Maybe forgetting to eat lunch isn’t a big deal if you have a regular meal afterwards, but if you are finding you are eating everything in sight after a missed meal, this might be the biggest problem on your list.
Buying lunch at work might be totally fine if it’s moderate calorie healthy option, but if it’s high calorie, salt, fat, and sugar and happening daily, this could be your largest issue!

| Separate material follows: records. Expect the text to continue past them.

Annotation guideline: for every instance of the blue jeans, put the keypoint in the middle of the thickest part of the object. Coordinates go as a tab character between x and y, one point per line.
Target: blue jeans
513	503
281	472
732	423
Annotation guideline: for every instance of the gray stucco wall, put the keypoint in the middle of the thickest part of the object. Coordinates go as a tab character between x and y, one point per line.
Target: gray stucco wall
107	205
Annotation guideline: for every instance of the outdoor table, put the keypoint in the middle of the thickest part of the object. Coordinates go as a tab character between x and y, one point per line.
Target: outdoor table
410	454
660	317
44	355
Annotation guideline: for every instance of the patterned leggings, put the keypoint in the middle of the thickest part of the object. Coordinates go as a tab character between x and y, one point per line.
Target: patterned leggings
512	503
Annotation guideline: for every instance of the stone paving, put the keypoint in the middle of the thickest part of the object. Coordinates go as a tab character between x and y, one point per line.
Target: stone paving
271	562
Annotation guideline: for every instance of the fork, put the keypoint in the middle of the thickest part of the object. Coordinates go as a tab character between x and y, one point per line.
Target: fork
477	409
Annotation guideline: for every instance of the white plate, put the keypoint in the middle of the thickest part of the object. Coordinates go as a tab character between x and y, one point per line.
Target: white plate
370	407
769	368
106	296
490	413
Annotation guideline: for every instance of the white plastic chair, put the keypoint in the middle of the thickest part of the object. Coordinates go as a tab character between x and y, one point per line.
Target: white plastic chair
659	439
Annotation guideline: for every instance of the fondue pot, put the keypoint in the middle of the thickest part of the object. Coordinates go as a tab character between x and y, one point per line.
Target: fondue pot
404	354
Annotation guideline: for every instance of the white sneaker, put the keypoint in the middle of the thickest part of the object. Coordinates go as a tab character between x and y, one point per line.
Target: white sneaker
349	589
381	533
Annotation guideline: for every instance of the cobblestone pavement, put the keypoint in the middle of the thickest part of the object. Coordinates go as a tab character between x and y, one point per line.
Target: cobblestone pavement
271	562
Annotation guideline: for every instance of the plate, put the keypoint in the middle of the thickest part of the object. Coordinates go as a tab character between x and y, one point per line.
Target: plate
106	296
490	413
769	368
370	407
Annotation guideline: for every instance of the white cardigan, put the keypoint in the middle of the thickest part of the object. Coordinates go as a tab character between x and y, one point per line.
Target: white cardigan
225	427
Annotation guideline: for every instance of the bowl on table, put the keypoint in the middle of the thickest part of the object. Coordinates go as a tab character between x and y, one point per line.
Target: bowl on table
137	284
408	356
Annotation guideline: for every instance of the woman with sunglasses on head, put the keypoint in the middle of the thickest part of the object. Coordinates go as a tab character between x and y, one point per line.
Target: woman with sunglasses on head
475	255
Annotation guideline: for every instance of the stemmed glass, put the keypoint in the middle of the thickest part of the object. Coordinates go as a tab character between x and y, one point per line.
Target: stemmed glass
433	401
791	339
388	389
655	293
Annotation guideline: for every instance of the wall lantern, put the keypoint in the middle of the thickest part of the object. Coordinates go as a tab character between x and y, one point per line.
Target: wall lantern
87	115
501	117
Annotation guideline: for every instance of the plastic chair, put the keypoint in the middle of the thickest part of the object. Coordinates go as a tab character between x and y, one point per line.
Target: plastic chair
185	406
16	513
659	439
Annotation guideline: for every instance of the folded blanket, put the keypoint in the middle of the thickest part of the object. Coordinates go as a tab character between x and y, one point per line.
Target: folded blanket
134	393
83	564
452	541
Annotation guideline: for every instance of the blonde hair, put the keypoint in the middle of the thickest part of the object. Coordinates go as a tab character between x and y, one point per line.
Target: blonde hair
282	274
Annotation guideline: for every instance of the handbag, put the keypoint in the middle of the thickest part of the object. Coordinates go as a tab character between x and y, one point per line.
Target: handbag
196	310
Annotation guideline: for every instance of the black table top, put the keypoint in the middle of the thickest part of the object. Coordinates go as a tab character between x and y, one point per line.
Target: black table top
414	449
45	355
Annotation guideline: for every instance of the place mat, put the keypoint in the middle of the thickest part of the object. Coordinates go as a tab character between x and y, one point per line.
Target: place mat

Your job will be to pick just a couple of changes to make that you think will have the biggest impact, and follow through on changing these for long enough for this to become a habit. 21 days seems to be the magical timeline for this to happen. So we are aiming for a few consistent changes every few weeks.
4: Think long term
If you have tried over and over again to achieve a goal, and seem to keep failing, it may be because your goal was unrealistic. Saying you are going to lose 10kg in a month could be setting yourself up for failure. Think about this time last year- if you had made gradual, small, and realistic changes consistently, where would you be now? Wouldn’t it be better to aim for a longer timeline that will actually work, and be maintainable, rather than looking for a quick fix with a 92% failure rate? It’s tempting to look for the option that will give you the fastest results, but how has that really worked for you in the past?
5: Every day is a new day
That “all or nothing” mentality can be the biggest goal sabotage culprit out there, with the idea that one mistake, one bad day, or one milestone not reached means the end and overall failure. Instead look at everything you have done right, and realize that anything else is just a bump in the road on a long path to getting where you really want to be.